The DPO must be involved in all data protection issues and their key concern is monitoring compliance with the GDPR. To successfully do this they must remain independent. In addition, DPO responsibilities cannot be divided up among multiple individuals. The appointed DPO must be responsible for all the data processing activities carried out by the company.   Oversee all data processing activities Most companies, beginning their journey to GDPR compliance, understand the importance of identifying the location of personal data repositories. Many focus too heavily on the most obvious systems such as SAP, Oracle databases and middleware Marketo, and Salesforce. But these large systems often represent just a fraction of the systems that process personal data. Like an iceberg, the vast majority of applications are often effectively invisible. One of the causes of this invisibility is often SaaS applications purchased by business units with little to no involvement by IT. You may not think you have many of these SaaS applications – and personal data repositories – in use. But are you sure? It is critical to be aware of all on-premises and cloud applications in use by your organisation. Without full visibility, any claims of “GDPR compliance” are hollow, create a false sense of security, and expose the company to GDPR audit findings.   Eliminate personal data blind spots Having accepted that you likely do not have full visibility of on-premises and cloud applications, the next step is to establish systems and processes to eliminate blind spots, shining a light on unknown personal data repositories. Full visibility requires automated, multi-platform IT asset discovery that extends from mobile devices to desktops, from data centres to the cloud. Effective discovery solutions are able to find and identify all asset types including SaaS subscriptions, IaaS virtual machines, PaaS containers, mobile devices, data centre applications and virtualised environments.

Mobile devices are regulated by the new data protection law as are all technologies used for the processing of personal data. Not only do these devices maintain personal data, they also process information on the user. In addition, they are especially susceptible to being lost and potential GDPR violations.   Build your data processing arsenal There is no silver bullet to GDPR compliance. No single application you can buy or consultant you can hire. Instead, GDPR compliance takes a combination of people, process and technology. People. Set up a cross-functional data governance team, made up of the DPO, IT leaders and business leaders from a range of functions. This team will own the responsibility for GDPR compliance. They will own documentation of processes and decisions and policy development and do regular reviews of policies, processes, and technology choices. Processes. Once the data governance team has defined what personal data means, they need to share this understanding across the company. In addition, privacy rules must be documented and shared across all lines of business. This protects against violations of GDPR based on personal data access by disallowed individuals. Technology. There are a number of solutions that can accelerate and maintain GDPR compliance including:

• Case management systems for handling data subject requests.

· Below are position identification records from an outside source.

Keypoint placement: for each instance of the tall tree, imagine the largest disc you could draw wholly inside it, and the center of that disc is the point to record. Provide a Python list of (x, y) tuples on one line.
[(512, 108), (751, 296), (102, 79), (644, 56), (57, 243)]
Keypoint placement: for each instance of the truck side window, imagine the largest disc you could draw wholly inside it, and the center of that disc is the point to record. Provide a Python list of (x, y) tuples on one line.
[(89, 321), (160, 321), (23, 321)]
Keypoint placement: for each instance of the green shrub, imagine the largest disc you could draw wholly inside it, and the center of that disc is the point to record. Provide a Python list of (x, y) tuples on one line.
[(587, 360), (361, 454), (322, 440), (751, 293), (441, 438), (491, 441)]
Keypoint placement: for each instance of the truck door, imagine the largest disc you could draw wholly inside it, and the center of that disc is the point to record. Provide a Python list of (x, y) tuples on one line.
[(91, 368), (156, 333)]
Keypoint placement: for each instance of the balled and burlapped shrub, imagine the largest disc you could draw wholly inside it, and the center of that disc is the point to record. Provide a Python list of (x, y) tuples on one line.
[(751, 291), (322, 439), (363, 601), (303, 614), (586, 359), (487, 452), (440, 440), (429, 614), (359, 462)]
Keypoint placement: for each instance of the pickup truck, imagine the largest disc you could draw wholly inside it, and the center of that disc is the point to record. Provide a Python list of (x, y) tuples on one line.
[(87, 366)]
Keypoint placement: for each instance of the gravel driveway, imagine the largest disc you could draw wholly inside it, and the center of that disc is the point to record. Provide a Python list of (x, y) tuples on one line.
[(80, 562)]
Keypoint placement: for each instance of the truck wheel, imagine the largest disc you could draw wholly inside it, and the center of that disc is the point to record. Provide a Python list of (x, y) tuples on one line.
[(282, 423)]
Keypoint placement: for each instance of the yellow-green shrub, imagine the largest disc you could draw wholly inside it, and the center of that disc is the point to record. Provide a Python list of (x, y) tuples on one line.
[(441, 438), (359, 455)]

• Data discovery systems for finding applications, structured data, and unstructured data.
• Consent management systems that track all relevant consent provisions.
• Identity and Access Management to track role management and who has access to which data.
• A range of system and network security tools including antivirus and cloud solutions.
• An extremely helpful solution, especially at the early stages of the GDPR journey is Software Asset Management (or SAM) which can help create the system, users, and device visibility required to ensure claims of “compliance” are based on a complete understanding of the business.
• GDPR IT Audit to pinpoint the potential flaws in your IT environment.